Frankfurter Allgemeine Zeitung - Rezension
Frankfurter Allgemeine Zeitung | Besprechung von 20.04.2001

Die Vernunft ist ein Finitorium
Drei Traktate des Renaissance-Artisten Leon Battista Alberti

Als historische Disziplin hat die Kunstgeschichte stets in Giorgio Vasari (1511 bis 1574), dem Biographen der bedeutendsten Renaissance-Künstler, eine ihrer zentralen Gründungsfiguren erkannt. Die chronologische Ordnung der Kunst und deren geschichtsphilosophische Begründung haben die Etablierung der Kunstwissenschaft im Kontext der historischen Fächer ja überhaupt erst ermöglicht.

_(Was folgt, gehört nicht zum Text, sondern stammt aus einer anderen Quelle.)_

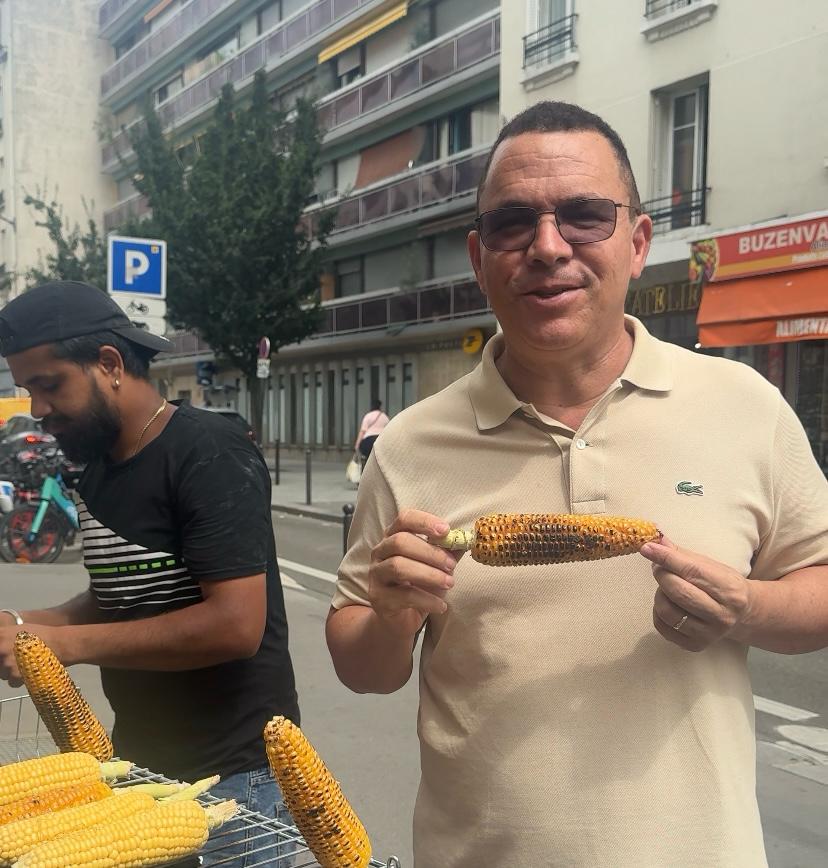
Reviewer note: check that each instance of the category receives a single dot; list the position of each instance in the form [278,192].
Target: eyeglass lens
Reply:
[579,222]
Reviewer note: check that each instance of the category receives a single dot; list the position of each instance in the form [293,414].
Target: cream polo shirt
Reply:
[557,727]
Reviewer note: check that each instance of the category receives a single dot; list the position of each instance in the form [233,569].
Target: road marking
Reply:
[813,737]
[779,709]
[308,571]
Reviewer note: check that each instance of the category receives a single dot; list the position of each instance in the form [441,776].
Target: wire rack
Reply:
[264,842]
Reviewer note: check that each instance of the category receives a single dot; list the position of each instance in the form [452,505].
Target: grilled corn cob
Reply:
[54,800]
[327,822]
[37,776]
[20,837]
[521,539]
[67,715]
[151,837]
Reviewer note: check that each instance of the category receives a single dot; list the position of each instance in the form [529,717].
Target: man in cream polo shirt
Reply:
[564,718]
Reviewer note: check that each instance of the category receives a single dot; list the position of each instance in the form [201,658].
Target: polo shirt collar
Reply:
[494,402]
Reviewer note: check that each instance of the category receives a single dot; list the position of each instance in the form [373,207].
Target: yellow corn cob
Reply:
[67,715]
[151,837]
[54,800]
[520,539]
[21,837]
[327,822]
[37,776]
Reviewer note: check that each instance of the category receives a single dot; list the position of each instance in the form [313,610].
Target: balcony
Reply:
[293,33]
[135,206]
[461,50]
[678,211]
[434,301]
[663,18]
[413,191]
[393,88]
[550,53]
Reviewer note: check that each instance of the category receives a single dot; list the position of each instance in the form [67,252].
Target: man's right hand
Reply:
[409,577]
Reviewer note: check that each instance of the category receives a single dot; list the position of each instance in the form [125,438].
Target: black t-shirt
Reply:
[192,506]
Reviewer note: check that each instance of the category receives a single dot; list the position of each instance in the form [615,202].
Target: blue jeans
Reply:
[249,844]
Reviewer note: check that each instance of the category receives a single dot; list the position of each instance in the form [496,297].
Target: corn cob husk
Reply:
[321,812]
[523,539]
[56,799]
[161,834]
[34,777]
[67,715]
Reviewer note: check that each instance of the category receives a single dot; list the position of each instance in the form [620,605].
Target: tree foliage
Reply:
[78,254]
[241,262]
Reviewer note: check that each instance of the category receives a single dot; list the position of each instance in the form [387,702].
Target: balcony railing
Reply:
[288,36]
[428,302]
[677,211]
[111,9]
[433,63]
[550,43]
[415,190]
[135,206]
[657,8]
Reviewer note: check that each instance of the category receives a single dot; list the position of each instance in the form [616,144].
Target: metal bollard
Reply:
[347,518]
[278,444]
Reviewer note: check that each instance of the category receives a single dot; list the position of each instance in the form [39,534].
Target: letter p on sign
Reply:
[136,264]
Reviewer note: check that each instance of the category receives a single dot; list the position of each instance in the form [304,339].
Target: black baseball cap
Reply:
[65,309]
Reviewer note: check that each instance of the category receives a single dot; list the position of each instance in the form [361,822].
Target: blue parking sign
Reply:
[137,265]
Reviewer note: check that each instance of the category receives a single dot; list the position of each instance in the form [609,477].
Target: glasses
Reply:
[580,221]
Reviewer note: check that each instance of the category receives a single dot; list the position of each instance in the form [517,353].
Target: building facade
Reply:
[722,107]
[51,60]
[407,93]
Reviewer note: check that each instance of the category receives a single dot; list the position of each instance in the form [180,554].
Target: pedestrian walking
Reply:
[563,718]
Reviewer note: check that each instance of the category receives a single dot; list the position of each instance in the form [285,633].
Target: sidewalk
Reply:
[330,490]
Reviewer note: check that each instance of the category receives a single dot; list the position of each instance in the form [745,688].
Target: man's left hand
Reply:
[698,600]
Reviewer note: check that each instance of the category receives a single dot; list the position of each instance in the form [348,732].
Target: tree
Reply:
[78,254]
[242,262]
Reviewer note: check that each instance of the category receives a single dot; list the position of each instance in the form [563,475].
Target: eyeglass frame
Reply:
[635,209]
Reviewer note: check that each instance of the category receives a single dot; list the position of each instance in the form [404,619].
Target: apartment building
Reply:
[722,106]
[408,95]
[50,65]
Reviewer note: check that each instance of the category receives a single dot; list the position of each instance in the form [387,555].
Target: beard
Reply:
[93,436]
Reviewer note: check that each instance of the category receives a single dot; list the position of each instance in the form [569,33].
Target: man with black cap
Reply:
[184,612]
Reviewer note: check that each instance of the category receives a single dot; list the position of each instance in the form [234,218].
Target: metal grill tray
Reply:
[22,737]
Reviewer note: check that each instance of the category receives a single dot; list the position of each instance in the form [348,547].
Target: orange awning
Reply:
[772,309]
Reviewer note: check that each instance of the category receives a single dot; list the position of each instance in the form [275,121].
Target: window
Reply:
[268,16]
[549,31]
[349,277]
[350,65]
[680,157]
[169,88]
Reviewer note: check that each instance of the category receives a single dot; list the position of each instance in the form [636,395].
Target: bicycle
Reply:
[37,532]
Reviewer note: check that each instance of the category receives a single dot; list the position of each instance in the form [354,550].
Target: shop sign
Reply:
[669,298]
[782,247]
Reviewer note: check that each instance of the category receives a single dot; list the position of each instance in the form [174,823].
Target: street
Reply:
[370,743]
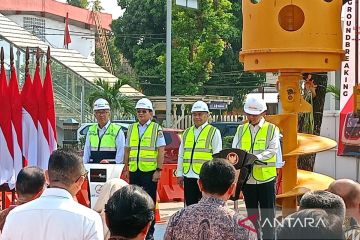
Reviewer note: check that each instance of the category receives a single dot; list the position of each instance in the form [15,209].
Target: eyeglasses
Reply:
[83,175]
[142,111]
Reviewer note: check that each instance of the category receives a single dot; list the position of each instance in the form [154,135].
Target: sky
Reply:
[110,6]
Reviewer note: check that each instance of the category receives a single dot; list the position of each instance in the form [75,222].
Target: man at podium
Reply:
[105,141]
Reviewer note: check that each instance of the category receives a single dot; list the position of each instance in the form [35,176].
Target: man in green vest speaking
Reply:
[198,144]
[260,138]
[144,152]
[105,141]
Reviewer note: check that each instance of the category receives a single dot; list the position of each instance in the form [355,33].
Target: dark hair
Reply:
[65,167]
[217,176]
[128,211]
[325,200]
[30,181]
[311,224]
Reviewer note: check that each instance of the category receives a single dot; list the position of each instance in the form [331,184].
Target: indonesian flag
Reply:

Darüber hinaus aber - und lange bevor der Begriff im Antragsdeutsch inflationär und in der Praxis verflacht wurde - hat die Kunstgeschichte sich als ein genuin interdisziplinäres Fach verstanden. Deshalb entsinnt sie sich, wenn sie nicht nur gattungsübergreifend denkt, sondern die ganze Kulturgeschichte als ihr Betätigungsfeld betrachtet, wieder zunehmend eines Autors und Künstlers, der rund ein Jahrhundert vor Vasaris folgenreicher Periodisierung der Kunst die Beschäftigung mit ihr auf gänzlich neue Grundlagen gestellt hat, nämlich Leon Battista Alberti (1404 bis 1472).

Der aus einer Florentiner Familie stammende Alberti wuchs im norditalienischen Exil auf, wo er eine umfassende humanistische Bildung erfuhr. Früh in Diensten der römischen Kurie und bald in geistlicher Laufbahn, folgte er Papst Eugen IV. 1434 ins Florentiner Exil und damit in das Zentrum der künstlerischen und geistigen Erneuerung aus dem Geiste des Humanismus. Als klassischer Philologe, Literat und Naturwissenschaftler verfügte Alberti über keine künstlerisch-handwerkliche Ausbildung, weshalb sich sein Interesse auf theoretische Fragen und das Verhältnis von Kunst und Wissenschaften konzentrierte. Alberti hat in Malerei und Plastik dilettiert, künstlerisch verbinden sich mit seinem Namen aber vor allem seine Bauten. Sie entwarf er als planender Architekt allerdings nur, ihre Ausführung blieb weitgehend lokalen Bauhandwerkern überlassen. Zu seinen bahnbrechenden, die Antike in eine dynamische Zeitgenossenschaft überführenden Entwürfen zählen das Ensemble von Palazzo, Loggia und Cappella Rucellai in Florenz, der Tempio Malatestiano in Rimini und die nicht nur den Kirchenbau revolutionierenden Gotteshäuser San Sebastiano und Sant'Andrea in Mantua.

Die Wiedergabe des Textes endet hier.